A wet and shivering scrap of a thing, a cankerous beast, lame in one leg, blind in one eye, infested with silvery fleas. It drops from what remains like a mewling turd, a thing shat rather than born into being. What remains of Sister Simone rains around in strings and tatters, that it instantly begins gnawing on, momentarily forgotten to itself, in its agonies.
He would love to sit and watch her, to laugh as she gnaws at her own hide, as she yelps at sounds and shadows, as she twitches in irritation and dementia.
But we have no time. We fall, soon, into that place, beside the lake, in the darkness, amongst the strange and impossible flowers, the uncertain shadows.

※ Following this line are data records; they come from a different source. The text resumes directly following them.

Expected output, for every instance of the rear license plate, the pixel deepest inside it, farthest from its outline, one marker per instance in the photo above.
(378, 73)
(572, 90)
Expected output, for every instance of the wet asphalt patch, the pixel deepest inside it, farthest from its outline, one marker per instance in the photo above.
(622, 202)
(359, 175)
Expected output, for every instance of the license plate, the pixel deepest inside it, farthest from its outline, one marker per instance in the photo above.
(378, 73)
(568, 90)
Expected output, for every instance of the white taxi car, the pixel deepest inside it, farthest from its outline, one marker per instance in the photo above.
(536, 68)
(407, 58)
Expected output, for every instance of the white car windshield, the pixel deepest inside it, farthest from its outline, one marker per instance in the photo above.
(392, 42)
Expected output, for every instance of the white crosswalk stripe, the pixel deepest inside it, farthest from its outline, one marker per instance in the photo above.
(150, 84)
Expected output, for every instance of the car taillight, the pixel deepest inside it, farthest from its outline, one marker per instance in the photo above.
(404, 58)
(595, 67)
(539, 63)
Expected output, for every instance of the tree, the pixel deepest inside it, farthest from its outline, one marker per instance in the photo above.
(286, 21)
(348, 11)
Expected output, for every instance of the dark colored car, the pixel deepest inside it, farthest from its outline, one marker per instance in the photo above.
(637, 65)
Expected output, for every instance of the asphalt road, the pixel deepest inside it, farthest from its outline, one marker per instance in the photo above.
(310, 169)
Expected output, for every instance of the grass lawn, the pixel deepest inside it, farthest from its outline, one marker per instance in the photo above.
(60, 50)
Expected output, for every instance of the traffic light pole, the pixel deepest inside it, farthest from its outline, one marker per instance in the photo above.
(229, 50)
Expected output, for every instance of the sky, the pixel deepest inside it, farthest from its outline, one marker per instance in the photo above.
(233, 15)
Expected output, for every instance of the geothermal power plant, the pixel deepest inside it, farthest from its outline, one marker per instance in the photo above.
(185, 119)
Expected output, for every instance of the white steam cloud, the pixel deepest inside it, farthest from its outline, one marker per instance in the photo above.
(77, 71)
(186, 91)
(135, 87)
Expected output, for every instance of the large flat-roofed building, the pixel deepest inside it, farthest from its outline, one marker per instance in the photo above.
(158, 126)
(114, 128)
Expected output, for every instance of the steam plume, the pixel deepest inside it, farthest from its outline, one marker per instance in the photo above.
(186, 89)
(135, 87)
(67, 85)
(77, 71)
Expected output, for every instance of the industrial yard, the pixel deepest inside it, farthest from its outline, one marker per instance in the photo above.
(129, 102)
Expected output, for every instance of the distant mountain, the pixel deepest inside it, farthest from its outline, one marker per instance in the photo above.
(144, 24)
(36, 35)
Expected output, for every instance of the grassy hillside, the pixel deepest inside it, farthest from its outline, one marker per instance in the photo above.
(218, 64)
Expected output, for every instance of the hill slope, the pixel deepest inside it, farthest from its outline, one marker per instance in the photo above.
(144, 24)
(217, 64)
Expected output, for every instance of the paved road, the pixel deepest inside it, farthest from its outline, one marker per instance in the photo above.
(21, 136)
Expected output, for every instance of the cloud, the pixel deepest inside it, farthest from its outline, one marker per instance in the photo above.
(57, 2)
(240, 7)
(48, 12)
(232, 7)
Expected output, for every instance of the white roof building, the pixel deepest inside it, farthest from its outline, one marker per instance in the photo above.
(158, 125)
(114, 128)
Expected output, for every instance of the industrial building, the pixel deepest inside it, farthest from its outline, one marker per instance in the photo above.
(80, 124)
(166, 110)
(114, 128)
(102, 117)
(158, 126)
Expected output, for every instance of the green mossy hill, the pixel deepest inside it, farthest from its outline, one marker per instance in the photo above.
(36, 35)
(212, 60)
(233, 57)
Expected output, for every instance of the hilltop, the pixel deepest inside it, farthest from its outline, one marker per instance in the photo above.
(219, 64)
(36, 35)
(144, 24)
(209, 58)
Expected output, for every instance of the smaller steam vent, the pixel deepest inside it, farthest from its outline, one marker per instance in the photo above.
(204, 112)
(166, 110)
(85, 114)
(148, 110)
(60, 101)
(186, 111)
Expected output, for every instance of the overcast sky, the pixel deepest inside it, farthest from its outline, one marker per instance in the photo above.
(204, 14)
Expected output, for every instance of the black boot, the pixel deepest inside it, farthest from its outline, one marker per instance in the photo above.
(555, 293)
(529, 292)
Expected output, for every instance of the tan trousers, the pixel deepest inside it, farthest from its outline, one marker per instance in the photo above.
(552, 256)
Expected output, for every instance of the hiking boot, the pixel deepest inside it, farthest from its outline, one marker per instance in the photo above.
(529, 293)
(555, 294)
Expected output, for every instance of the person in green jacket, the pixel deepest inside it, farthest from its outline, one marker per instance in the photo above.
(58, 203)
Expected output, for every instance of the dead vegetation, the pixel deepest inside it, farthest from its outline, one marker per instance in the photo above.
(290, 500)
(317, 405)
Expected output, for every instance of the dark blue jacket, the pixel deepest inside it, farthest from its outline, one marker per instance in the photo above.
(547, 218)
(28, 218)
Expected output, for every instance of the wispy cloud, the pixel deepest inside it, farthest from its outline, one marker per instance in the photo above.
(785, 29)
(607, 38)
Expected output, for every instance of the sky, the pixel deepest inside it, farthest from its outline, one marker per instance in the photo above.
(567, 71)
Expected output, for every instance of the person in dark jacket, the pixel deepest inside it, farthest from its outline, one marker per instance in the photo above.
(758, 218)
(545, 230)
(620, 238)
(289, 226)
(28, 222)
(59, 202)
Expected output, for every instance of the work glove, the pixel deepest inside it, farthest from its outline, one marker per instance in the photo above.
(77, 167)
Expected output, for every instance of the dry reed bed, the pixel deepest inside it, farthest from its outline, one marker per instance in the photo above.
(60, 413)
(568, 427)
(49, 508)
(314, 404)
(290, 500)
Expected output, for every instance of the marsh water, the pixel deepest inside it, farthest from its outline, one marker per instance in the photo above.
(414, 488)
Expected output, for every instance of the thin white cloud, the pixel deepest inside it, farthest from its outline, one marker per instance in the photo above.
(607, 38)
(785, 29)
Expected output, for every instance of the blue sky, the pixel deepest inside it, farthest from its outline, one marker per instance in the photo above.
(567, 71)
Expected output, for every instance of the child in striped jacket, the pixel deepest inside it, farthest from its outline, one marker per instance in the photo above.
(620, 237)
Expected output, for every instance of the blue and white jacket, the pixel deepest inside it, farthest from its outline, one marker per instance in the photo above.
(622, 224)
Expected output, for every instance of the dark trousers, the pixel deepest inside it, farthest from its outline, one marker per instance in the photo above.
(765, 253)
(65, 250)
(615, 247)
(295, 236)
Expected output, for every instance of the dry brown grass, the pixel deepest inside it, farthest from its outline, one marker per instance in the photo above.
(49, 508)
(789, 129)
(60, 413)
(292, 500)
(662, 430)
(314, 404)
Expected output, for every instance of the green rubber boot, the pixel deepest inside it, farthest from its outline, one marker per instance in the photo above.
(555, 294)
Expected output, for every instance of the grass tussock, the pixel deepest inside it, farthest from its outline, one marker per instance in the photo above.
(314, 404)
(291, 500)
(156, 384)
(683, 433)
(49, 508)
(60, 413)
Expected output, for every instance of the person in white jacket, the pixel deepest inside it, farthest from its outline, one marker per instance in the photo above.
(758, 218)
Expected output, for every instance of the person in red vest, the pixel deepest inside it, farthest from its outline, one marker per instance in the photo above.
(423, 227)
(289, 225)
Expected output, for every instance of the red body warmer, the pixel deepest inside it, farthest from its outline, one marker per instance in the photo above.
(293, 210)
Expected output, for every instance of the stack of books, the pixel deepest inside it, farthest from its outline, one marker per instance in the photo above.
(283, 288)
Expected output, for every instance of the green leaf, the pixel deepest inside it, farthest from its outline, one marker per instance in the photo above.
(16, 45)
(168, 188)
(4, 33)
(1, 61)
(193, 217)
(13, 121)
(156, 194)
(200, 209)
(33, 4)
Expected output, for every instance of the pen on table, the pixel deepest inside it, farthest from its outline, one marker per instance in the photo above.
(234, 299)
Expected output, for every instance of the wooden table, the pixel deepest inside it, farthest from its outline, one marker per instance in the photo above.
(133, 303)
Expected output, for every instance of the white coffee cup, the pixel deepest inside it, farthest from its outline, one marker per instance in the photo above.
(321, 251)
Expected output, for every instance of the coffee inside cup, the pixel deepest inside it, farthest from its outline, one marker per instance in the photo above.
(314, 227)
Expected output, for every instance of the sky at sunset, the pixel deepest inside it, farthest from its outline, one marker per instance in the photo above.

Only this time, we do not fall. We find the edge, buried beneath the snow: the fissure through which we first plumetted, running from wolves. This time, we see the broken statues surrounding it, that perhaps once held some art, some magic, for swathing or shielding the place, preventing our intrusion. If so, nothing left of it, now: the stones broken and eroded by time, whatever might have been woven into their stone long since faded.
No cries, no sudden dissolving of the world, no flares of pain as we bounce from outcrop to outcrop. We step out, into the darkness, with not even a backward glance for the world we leave behind.
Drifting, descending serenely through the layers and depths, seeing as we couldn't before: the places we might have landed, the states we might have walked and dreamed of.
All dissolving with our passage, becoming as insubstantial and ephemeral as smoke.
Until we set down, familiar yet alien flowers caressing our naked ankles, the familiar smell of water on rock in the darkness, shapes and shades already emerging, already whispering to us, hissing welcomes, threats, casual curiosity.
We know them well. This time, there'll be no introductions or revelations, no gradual seduction. Our last smiles for them, their names evaporating as they go to the same stuff as discarded memory, as they flee, realising the apocalypse we represent.
Dust and echoes left, the ones that fled, the ones that remained, the thin and unlikely darkness in which they carved their kingdoms, their nurseries: places that stretched for many, many miles underground: a tomb kingdom of the happy dead, in which black and mouldering skeletons and barely held together corpses perpetually lit their blue torches, engaged in their absurd sports and arenas. A worm-realm of eaten hollow tunnels, a labyrinth whose sides glowed with luminous excretions, their creators singing through their maws full of rock and earth, choirs that rang out amongst the other kingdoms, that lulled them to sleep or roused them from dreams. Underground forests of luminous, crystal trees, their jagged structures shimmering with all colours, surrounded with refracted rainbows, the strange, spidery forms that tended them of the same stuff and substance, weaving the light into webs that stretched and clotted between the boughs.
All dust, now. Not even darkness: only this grey emptiness, that I have trailed since I first fell, since I first realised the absurdity of this dream.
And now, him, whose dust is still warm between our fingers, that still snares in our eye-lashes, whose name we cannot recall, but who we see smiling his strange, lop-sided smile, whose scales shimmer with nacreous bands of colour with every motion, whose tail scrapes along the rock and stone behind him, whose mane bursts into blue and green flame when he's excited or afraid, amused or aroused.
Why? Why can't I remember his name? The others...they are more fixed, more certain in my memory, though I know I never shared anything close to the same intimacies with them.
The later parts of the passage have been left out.